Journaling can come in a variety of forms: bullet points, brief summaries, or full-on prose. The latter can be nice, but it’s cumbersome and often leads to the endeavor stopping short. My current rate of completion on detailed prosaic campaign/adventures is probably 2%. At some point, it’s necessary to look at this alarming fact and admit that this style simply doesn’t work. I have had some fun moments with those incomplete projects, and sometimes review the journal with hopes of picking up where I’ve left off. However, I rarely even have time enough to sort through all the notes.

But can something really sketchy or reduced to only the fundamental facts lead to a fun experience? I am finding out now.

In my current experiment, I am using my new “Epic” (Mythic D6 Lite variant) to run a quick adventure — by ‘quick’ I don’t mean brief in terms of scope or number of scenes, but rather expedited with a barebones approach to my journaling experience. I tried to accomplish this with my Ultra Minimalist Solo Engine and use of FU, my fastest rpg of choice.
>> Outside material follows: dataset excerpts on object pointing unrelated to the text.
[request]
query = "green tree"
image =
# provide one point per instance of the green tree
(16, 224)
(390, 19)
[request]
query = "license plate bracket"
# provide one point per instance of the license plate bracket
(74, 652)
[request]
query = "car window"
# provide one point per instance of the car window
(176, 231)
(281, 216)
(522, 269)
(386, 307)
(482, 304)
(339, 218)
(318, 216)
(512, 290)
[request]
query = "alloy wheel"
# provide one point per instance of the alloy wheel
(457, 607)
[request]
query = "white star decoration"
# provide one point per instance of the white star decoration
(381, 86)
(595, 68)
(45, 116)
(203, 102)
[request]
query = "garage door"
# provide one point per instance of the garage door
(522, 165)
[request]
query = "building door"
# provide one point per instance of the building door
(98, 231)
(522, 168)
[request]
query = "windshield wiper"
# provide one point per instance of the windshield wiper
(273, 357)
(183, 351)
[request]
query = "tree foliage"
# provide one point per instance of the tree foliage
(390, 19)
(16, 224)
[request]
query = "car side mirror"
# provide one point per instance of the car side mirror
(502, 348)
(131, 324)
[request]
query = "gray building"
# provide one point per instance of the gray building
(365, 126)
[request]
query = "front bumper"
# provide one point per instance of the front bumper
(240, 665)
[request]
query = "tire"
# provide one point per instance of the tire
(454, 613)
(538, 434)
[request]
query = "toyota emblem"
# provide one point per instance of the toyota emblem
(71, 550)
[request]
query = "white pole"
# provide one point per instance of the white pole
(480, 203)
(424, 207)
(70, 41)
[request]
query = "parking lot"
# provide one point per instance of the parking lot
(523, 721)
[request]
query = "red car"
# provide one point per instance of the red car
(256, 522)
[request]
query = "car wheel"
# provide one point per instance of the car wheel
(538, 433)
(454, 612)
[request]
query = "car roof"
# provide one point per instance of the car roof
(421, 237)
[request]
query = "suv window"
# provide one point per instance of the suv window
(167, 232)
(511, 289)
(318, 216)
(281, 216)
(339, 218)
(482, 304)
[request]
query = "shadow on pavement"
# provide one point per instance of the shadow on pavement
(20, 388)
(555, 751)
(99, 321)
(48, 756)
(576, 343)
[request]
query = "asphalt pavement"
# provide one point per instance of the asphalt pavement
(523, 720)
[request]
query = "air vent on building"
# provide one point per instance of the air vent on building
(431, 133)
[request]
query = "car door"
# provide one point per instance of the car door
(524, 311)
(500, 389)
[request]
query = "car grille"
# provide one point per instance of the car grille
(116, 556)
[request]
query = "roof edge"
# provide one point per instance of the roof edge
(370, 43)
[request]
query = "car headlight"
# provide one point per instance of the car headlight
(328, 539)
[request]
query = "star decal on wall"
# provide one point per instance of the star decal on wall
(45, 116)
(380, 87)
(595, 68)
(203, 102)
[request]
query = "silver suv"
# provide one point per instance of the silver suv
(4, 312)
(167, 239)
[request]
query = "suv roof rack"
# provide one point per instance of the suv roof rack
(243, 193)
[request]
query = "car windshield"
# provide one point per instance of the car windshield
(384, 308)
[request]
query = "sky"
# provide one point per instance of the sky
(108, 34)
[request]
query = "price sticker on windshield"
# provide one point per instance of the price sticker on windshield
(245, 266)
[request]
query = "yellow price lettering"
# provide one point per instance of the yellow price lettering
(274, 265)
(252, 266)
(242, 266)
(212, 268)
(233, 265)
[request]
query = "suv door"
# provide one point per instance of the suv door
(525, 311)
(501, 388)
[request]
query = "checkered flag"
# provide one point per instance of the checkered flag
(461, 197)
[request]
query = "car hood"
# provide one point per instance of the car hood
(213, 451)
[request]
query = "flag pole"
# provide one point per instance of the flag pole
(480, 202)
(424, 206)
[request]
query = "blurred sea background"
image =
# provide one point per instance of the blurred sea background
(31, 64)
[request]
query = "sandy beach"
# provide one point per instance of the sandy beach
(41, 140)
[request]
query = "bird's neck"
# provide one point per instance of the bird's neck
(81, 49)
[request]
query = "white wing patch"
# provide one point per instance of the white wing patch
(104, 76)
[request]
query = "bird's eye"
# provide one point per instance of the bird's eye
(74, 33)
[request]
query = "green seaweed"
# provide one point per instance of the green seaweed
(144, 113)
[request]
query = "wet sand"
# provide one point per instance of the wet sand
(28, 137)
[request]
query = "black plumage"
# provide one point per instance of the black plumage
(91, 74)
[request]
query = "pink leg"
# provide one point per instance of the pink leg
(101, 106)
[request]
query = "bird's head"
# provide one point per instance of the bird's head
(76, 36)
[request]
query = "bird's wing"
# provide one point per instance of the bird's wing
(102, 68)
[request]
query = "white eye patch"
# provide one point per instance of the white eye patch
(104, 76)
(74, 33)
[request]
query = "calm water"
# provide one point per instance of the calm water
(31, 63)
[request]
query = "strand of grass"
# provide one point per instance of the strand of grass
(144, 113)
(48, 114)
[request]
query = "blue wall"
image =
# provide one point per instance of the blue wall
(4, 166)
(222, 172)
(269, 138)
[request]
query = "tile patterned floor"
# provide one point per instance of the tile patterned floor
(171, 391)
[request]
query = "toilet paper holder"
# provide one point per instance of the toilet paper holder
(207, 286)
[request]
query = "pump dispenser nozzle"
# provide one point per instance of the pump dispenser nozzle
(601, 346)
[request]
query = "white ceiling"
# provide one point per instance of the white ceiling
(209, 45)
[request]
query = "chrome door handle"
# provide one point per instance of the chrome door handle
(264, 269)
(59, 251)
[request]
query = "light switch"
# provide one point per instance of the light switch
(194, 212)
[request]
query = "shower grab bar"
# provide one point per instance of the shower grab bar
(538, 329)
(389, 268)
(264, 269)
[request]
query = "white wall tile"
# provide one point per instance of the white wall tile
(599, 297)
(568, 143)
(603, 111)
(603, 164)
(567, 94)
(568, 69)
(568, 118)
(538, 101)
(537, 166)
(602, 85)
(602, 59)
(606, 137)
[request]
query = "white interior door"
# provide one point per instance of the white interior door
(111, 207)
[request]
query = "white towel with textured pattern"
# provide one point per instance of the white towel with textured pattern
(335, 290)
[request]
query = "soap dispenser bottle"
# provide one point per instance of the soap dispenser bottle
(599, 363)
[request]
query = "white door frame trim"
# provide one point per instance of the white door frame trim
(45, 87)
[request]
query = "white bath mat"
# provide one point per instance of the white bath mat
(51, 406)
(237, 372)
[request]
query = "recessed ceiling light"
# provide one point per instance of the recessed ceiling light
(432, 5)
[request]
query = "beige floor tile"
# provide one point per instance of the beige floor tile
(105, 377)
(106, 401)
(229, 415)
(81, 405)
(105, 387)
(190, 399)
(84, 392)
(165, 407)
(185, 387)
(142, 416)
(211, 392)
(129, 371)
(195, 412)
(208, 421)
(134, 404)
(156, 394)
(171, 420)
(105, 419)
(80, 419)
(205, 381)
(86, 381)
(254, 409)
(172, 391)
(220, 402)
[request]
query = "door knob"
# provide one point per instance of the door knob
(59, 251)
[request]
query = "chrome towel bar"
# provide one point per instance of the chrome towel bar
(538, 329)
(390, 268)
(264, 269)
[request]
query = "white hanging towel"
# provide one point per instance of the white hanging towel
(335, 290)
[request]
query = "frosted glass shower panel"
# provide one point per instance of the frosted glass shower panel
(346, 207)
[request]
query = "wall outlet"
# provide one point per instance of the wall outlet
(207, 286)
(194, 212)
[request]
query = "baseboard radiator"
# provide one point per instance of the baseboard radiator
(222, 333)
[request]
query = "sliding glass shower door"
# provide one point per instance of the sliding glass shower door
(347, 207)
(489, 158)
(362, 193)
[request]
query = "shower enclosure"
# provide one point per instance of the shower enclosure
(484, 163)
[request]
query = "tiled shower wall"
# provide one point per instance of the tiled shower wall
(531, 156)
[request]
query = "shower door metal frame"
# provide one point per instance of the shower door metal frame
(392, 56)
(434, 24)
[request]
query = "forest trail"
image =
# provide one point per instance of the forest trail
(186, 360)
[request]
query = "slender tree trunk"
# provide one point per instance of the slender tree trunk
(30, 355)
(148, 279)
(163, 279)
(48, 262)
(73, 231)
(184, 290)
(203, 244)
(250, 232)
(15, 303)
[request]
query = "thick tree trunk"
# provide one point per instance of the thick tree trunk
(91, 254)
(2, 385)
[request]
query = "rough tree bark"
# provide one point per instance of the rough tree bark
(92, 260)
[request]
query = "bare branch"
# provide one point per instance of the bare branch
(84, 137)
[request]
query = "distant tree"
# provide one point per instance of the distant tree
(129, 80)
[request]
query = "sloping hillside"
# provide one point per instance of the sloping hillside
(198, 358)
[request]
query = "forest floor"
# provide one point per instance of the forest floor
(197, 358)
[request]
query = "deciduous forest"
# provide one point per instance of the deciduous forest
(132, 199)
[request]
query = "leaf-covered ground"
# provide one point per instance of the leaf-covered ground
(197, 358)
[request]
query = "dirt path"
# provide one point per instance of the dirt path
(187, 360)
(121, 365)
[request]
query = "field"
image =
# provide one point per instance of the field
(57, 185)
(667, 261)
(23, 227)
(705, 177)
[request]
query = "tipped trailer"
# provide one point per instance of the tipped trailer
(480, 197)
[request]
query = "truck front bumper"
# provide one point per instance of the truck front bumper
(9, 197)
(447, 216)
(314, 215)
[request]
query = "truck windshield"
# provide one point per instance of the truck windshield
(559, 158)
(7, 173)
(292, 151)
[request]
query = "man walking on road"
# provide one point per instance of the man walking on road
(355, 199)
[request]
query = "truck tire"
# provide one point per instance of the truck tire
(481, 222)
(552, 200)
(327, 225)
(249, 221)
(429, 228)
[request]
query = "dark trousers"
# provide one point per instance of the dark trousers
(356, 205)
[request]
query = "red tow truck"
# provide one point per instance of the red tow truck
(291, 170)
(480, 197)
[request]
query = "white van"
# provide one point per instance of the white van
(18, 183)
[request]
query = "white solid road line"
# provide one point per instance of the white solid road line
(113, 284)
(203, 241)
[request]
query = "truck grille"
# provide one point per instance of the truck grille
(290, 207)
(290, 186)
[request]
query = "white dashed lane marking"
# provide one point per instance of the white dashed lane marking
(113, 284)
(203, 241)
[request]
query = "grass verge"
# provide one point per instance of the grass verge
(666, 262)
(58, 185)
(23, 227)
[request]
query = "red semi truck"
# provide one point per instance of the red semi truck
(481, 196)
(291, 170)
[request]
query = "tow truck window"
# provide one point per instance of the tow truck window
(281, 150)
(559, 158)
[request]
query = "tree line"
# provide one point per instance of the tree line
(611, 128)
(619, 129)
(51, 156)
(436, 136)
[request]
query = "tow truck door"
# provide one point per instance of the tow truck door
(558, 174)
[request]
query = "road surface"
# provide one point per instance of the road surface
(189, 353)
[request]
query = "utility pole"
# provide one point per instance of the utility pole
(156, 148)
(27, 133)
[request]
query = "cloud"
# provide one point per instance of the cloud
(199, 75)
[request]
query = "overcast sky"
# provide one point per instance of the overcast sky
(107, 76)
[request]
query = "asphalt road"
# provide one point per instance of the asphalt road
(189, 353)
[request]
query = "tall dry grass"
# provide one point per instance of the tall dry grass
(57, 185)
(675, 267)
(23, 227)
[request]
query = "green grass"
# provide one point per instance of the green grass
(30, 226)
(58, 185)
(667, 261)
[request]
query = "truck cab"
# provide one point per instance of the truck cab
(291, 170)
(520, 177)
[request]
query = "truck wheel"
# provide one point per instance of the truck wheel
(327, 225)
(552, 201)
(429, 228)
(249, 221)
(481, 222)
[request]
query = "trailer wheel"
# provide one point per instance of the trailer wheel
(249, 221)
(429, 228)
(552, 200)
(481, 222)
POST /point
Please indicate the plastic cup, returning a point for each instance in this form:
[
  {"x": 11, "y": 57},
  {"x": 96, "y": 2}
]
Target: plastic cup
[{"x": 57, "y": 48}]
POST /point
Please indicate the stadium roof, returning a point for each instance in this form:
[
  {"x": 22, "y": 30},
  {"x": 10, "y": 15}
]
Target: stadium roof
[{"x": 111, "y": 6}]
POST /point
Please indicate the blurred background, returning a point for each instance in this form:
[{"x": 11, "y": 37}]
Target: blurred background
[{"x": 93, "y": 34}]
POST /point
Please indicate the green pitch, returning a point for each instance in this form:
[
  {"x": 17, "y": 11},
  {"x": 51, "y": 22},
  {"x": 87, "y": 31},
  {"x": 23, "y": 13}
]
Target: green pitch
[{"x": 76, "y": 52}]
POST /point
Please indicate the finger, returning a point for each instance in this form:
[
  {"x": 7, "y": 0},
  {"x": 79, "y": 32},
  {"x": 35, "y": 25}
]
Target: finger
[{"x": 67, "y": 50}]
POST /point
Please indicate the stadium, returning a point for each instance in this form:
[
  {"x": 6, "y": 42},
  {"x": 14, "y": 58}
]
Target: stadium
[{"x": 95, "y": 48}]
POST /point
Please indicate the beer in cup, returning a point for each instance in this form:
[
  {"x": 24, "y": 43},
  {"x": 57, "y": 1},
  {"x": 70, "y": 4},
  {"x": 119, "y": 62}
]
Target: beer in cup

However, it’s not so much the system that flaws the attempt — it essentially boils down to the problem of  detailing the experience.

So here’s what I’m doing: I am beginning a scene with a concise phrase of its setup. All the relevant NPC lists are there, of course. I am using Inkflow on my iPad as a scratch pad and note taker. I’ve even thought of carrying a little blank pocketmod around in my back pocket and a few d6’s, but I’m sticking with technology for the moment...I might also pick up an iPad stylus pen to make it easier.

After the setup, I play out the entire scene in my head, crunching any numbers, and resolving game mechanics as needed. When the scene is concluded — completely — I write only a brief paragraph summary of events in the most concise form as possible. This may sound like an obvious route for most, but I have always paused to summarize a few sentences about a particular turn the action has taken, or particular interesting dialogue AS IT IS HAPPENING, rather than when I can sit back at look at the scene as a whole. Then, if I am organized, a scene can play out in as few as ten minutes when I’m done with my written summary. I may even impose a word limit, (but perhaps that’s not necessary). Even though the experience is sketchy and short of detail, I still recall fondly the memories of the exercise and the particulars.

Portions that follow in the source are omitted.